O governo dos Estados Unidos está discutindo a possibilidade de estender a licença especial que permite à Chevron continuar operando na Venezuela, numa tentativa de manter algum nível de atividade no setor petrolífero venezuelano apesar das sanções em vigor. A negociação ocorre em um momento de movimentação política e econômica intensa em Caracas e em Washington, com impactos potenciais para o mercado energético global.
Por que a Chevron opera na Venezuela apesar das sanções
Desde 2019, o setor petrolífero venezuelano tem sido alvo de sanções americanas que restringem exportações e paralisam boa parte da produção. Ainda assim, a Chevron permanece como a principal empresa americana com autorização para produzir e exportar petróleo venezuelano, graças a licenças específicas concedidas pelo governo dos EUA que a isentam de penalidades, permitindo que mantenha suas operações em conjunto com a estatal PDVSA.

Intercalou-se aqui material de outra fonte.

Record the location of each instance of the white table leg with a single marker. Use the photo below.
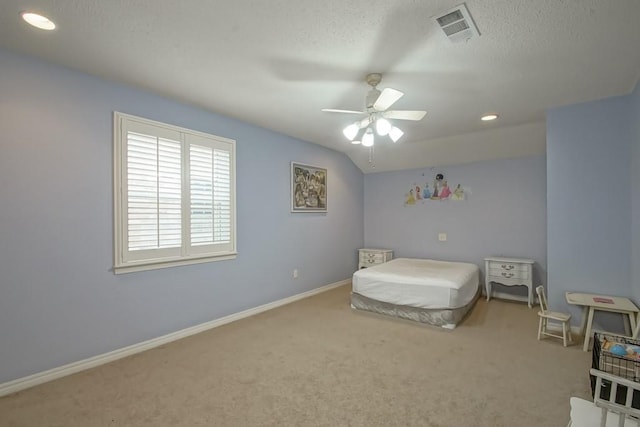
(632, 323)
(587, 333)
(583, 321)
(626, 320)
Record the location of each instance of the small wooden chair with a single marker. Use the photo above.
(546, 315)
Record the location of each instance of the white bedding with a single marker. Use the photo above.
(423, 283)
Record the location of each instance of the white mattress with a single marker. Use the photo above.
(423, 283)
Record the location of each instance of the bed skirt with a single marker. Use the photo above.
(444, 317)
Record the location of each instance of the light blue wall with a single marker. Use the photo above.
(59, 301)
(589, 200)
(635, 193)
(504, 214)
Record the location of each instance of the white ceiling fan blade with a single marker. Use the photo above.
(404, 114)
(331, 110)
(386, 99)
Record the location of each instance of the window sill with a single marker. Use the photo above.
(156, 265)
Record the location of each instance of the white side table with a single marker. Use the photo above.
(509, 272)
(368, 257)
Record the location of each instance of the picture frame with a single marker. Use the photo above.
(308, 188)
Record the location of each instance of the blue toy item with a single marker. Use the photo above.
(618, 350)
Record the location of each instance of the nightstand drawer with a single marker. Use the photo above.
(509, 271)
(372, 258)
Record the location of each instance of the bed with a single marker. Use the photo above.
(429, 291)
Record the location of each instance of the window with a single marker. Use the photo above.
(174, 195)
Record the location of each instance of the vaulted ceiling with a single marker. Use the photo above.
(277, 63)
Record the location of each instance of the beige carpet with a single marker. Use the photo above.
(316, 362)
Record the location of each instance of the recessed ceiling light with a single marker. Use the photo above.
(38, 21)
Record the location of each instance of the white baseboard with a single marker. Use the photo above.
(81, 365)
(504, 295)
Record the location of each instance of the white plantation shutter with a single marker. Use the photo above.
(153, 192)
(174, 195)
(222, 196)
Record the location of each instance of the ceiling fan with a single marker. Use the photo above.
(377, 112)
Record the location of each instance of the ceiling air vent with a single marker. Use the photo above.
(457, 24)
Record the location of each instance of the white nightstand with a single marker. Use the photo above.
(509, 272)
(368, 257)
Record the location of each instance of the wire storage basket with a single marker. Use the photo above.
(619, 356)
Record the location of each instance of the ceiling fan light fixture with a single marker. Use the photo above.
(351, 131)
(38, 21)
(367, 138)
(383, 126)
(395, 134)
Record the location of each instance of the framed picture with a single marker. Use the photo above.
(308, 188)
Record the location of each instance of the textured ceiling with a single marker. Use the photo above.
(277, 63)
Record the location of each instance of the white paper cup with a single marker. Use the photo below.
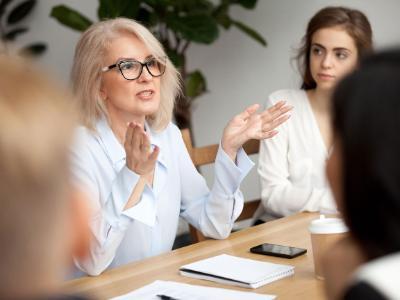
(324, 233)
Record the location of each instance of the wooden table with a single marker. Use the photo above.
(286, 231)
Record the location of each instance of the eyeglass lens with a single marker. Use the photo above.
(132, 69)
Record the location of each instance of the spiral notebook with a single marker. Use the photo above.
(233, 270)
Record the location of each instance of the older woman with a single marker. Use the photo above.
(132, 160)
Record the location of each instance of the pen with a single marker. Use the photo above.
(165, 297)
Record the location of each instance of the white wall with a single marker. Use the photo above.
(239, 71)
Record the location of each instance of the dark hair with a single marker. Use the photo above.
(354, 22)
(366, 119)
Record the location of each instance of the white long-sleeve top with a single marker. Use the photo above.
(149, 228)
(292, 164)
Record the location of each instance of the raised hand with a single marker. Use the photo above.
(252, 125)
(139, 157)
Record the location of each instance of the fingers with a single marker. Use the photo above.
(269, 134)
(267, 126)
(145, 147)
(128, 135)
(153, 156)
(276, 111)
(248, 111)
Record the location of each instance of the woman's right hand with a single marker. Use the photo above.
(139, 157)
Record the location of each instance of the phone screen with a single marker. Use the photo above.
(278, 250)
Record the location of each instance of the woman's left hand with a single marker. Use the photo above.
(252, 125)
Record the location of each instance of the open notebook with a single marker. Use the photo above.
(235, 270)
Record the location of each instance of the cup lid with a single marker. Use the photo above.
(327, 225)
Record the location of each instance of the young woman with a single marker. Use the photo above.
(291, 165)
(364, 173)
(132, 160)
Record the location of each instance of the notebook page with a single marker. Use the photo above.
(239, 269)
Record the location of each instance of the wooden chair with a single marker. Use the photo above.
(206, 155)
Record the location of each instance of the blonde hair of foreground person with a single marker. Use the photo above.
(38, 207)
(89, 61)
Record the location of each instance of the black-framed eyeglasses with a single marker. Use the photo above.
(132, 69)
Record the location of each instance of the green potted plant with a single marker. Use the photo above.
(11, 14)
(177, 24)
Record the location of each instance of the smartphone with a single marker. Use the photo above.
(278, 250)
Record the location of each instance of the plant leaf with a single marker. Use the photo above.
(249, 4)
(109, 9)
(20, 11)
(195, 84)
(70, 18)
(199, 28)
(250, 32)
(3, 6)
(12, 34)
(33, 49)
(176, 58)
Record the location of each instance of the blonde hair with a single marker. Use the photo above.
(89, 60)
(36, 126)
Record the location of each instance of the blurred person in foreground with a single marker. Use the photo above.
(42, 219)
(364, 173)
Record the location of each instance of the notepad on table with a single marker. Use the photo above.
(235, 270)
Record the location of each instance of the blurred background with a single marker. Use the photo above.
(239, 71)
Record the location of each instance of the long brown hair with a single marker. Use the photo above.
(353, 21)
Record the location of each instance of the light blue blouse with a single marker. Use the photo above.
(149, 228)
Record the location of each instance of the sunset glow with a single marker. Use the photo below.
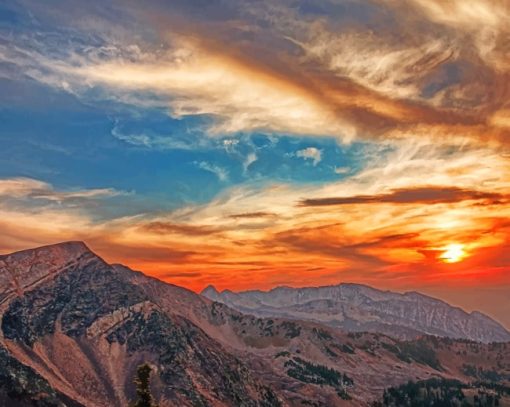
(453, 253)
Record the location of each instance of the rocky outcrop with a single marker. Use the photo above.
(355, 307)
(74, 335)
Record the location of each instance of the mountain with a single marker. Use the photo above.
(357, 308)
(74, 329)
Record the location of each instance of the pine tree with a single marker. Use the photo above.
(143, 392)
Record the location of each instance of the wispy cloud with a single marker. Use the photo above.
(310, 153)
(220, 172)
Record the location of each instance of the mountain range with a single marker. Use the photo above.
(359, 308)
(74, 329)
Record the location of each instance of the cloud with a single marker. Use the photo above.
(310, 153)
(252, 215)
(30, 189)
(160, 227)
(221, 173)
(302, 74)
(425, 195)
(249, 160)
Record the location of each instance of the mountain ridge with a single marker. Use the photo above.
(76, 337)
(360, 307)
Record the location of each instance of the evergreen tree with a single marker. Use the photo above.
(145, 399)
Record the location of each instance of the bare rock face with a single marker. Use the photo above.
(355, 307)
(73, 330)
(81, 327)
(24, 270)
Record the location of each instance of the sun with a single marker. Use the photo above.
(453, 253)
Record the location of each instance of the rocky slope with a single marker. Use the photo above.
(74, 329)
(357, 308)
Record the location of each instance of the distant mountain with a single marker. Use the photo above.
(74, 329)
(354, 307)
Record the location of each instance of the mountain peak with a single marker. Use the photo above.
(25, 269)
(210, 292)
(70, 248)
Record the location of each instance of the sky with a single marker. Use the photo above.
(251, 144)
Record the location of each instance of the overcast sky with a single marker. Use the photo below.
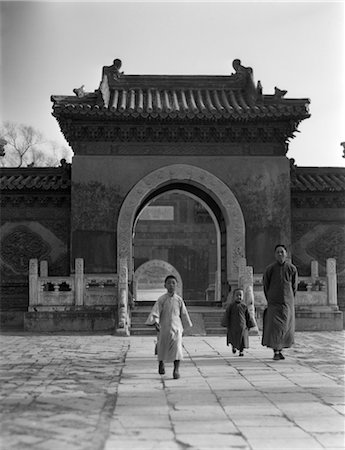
(52, 47)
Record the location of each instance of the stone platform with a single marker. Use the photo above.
(102, 392)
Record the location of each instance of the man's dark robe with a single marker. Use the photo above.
(280, 286)
(238, 321)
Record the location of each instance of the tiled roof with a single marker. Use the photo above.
(307, 179)
(319, 179)
(181, 96)
(45, 179)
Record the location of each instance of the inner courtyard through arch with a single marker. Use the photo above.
(177, 228)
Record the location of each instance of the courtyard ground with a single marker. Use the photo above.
(103, 392)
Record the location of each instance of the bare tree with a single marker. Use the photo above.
(24, 145)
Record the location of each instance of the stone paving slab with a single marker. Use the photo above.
(102, 392)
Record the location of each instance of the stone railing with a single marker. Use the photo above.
(124, 314)
(312, 290)
(78, 291)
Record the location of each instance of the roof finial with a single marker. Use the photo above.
(115, 68)
(279, 93)
(241, 70)
(79, 92)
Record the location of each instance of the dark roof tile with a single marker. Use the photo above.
(319, 179)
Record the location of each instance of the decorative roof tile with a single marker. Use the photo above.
(319, 179)
(180, 96)
(34, 179)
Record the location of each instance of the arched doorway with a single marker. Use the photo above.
(148, 280)
(178, 227)
(209, 189)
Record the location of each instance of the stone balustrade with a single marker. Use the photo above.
(80, 290)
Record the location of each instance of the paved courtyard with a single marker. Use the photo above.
(102, 392)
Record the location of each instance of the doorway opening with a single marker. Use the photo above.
(178, 228)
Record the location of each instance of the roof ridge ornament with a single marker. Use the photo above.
(241, 70)
(278, 93)
(113, 71)
(79, 92)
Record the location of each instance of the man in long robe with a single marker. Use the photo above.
(169, 315)
(280, 285)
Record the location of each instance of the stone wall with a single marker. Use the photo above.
(260, 184)
(35, 223)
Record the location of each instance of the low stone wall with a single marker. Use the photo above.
(88, 320)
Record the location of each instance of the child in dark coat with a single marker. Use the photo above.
(237, 320)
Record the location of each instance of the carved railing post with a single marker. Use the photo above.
(33, 282)
(248, 281)
(79, 282)
(332, 299)
(314, 271)
(43, 268)
(241, 271)
(123, 311)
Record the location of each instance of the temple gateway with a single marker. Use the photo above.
(181, 174)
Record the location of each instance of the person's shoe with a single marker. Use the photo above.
(176, 373)
(161, 368)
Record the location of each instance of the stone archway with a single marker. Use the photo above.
(205, 181)
(160, 270)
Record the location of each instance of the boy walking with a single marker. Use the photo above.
(237, 320)
(168, 315)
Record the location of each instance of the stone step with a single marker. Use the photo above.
(140, 331)
(216, 330)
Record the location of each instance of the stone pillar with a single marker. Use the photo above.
(248, 289)
(331, 282)
(241, 271)
(314, 271)
(33, 282)
(79, 282)
(43, 268)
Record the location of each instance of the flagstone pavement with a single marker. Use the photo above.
(103, 392)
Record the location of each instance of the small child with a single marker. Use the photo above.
(168, 315)
(237, 320)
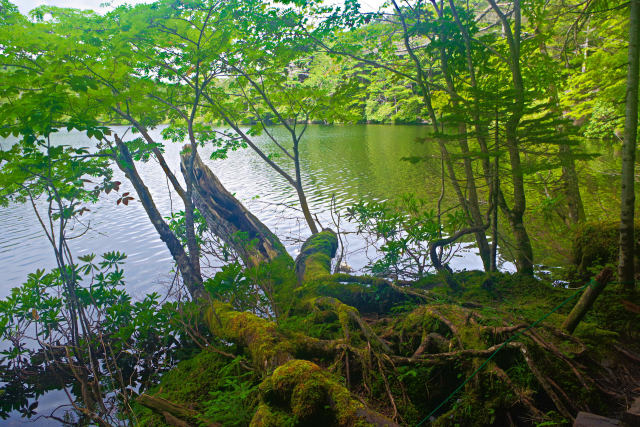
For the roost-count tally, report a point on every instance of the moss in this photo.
(309, 394)
(266, 346)
(188, 385)
(596, 244)
(315, 256)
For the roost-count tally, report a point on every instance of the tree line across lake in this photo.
(507, 90)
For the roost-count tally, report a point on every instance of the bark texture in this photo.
(230, 220)
(626, 270)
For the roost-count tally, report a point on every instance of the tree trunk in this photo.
(191, 276)
(571, 187)
(626, 270)
(586, 300)
(228, 219)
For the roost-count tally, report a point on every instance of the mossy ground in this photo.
(401, 385)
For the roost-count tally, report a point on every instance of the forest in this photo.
(495, 276)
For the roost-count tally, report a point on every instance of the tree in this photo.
(626, 271)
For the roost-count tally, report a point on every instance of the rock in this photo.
(632, 416)
(585, 419)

Esse tratamento especial reflete tanto a dependência da Chevron de contratos de longo prazo quanto a importância estratégica da indústria petrolífera venezuelana. A Venezuela possui as maiores reservas de petróleo comprovadas do mundo, mas sua capacidade de produção sofreu queda acentuada ao longo das últimas décadas devido a décadas de subinvestimento, corrupção e deterioração de infraestrutura. Restaurar a capacidade produtiva exigiria investimentos bilionários ao longo de muitos anos.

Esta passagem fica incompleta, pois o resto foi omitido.